HTTP 1.1 and 2.x have a metadata block at the start, with a bunch of
"keyword: value" lines (ended with a blank line) that controls stuff
like optional file lengths and seek/resume and multiple files per
connection and so on. I wrote python code to generate/parse all this
stuff ~13 years ago, but literally haven't looked at it in more than 5
years, and I've seen it done _wrong_. (I used to fetch video podcasts
from msnbc.com using "wget --continue" until I figured out that resuming
partial downloads led to corrupted video files.)

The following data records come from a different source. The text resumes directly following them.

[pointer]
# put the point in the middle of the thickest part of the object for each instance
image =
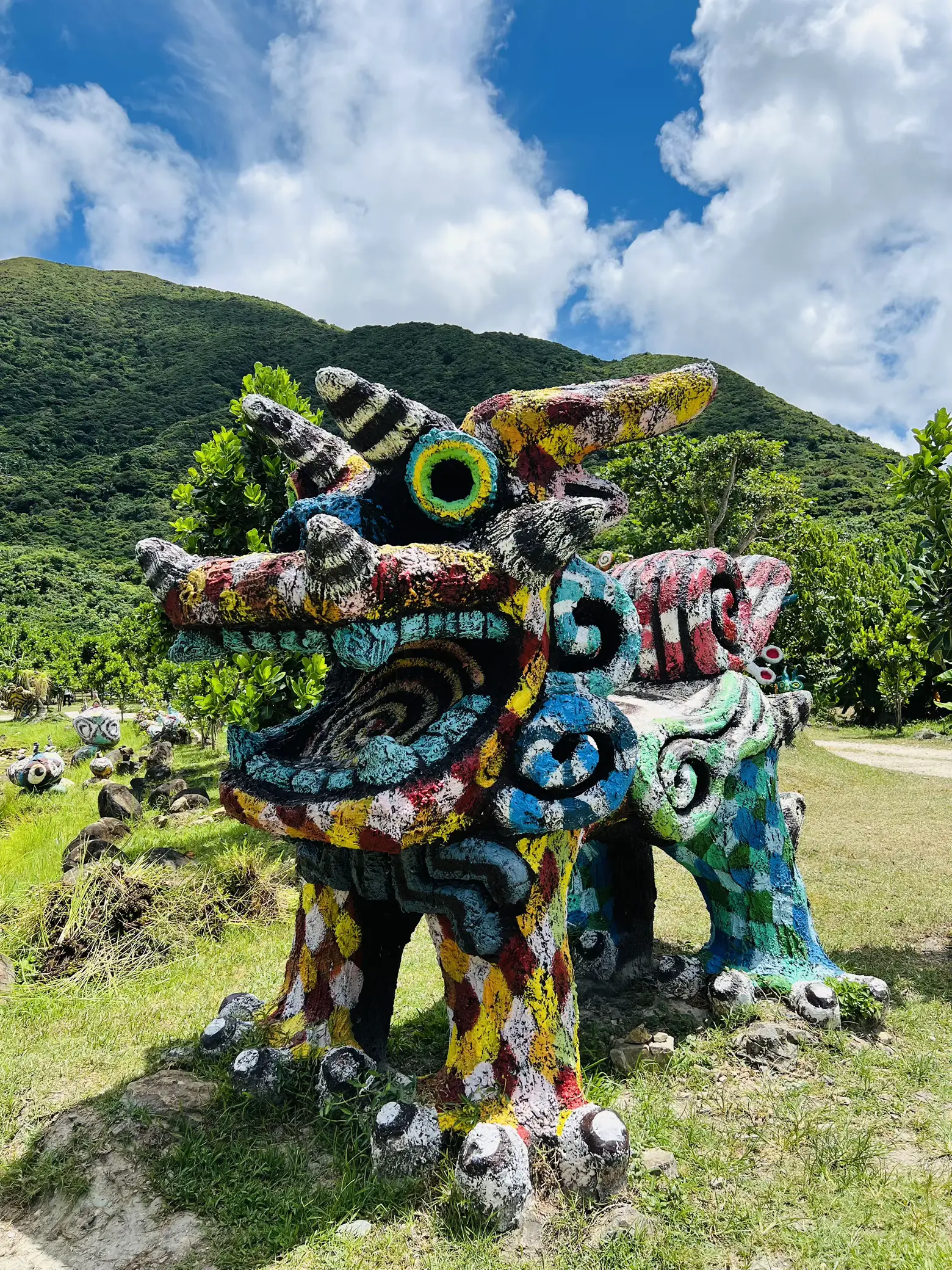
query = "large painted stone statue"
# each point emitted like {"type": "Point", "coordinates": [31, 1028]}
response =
{"type": "Point", "coordinates": [492, 697]}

> But the implementation is at least as lame:
> - it doesn't check the status of the network client, just whether it
>   could write to the socket/pipe connected to it
> - it uses an HTTP/1.0 request, and doesn't bother checking

Yeah, that's so obsolete rather a lot of websites don't even support it
anymore. (For one thing it only accesses the default site at a given IP
address, I don't believe you can do virtual domains through 1.0? For
another a number of sites have been dropping support for that over the
past decade because the last browser that actually _issued_ such
requests was back in the 90's. I noticed this because the "echo GET / |
netcat" trick stopped working. :)

>   Content-Length: it's intended to just read till there's no more data.
>   In reality, it doesn't work that well. It consistently keeps trying to
>   read after we run out of data and needs to be manually interrupted.
> - The extent of header checking is "did we get HTTP/1.* 200 OK?".
>   Then it discards everything till it gets a "blank line" ("\r\n\r\n",
>   since like most network protocols HTTP needs both \r and \n).
> - That means that it doesn't support redirects yet.

You sometimes have to use shutdown() to make http 1.0 work. (Toybox
netcat gets it right, and I fixed it in busybox netcat way back when.)
In theory xpopen_both() should be able to do that too.

> And I'm sure there are many more bugs besides.

I look forward to it.

Rob

 1436851288.0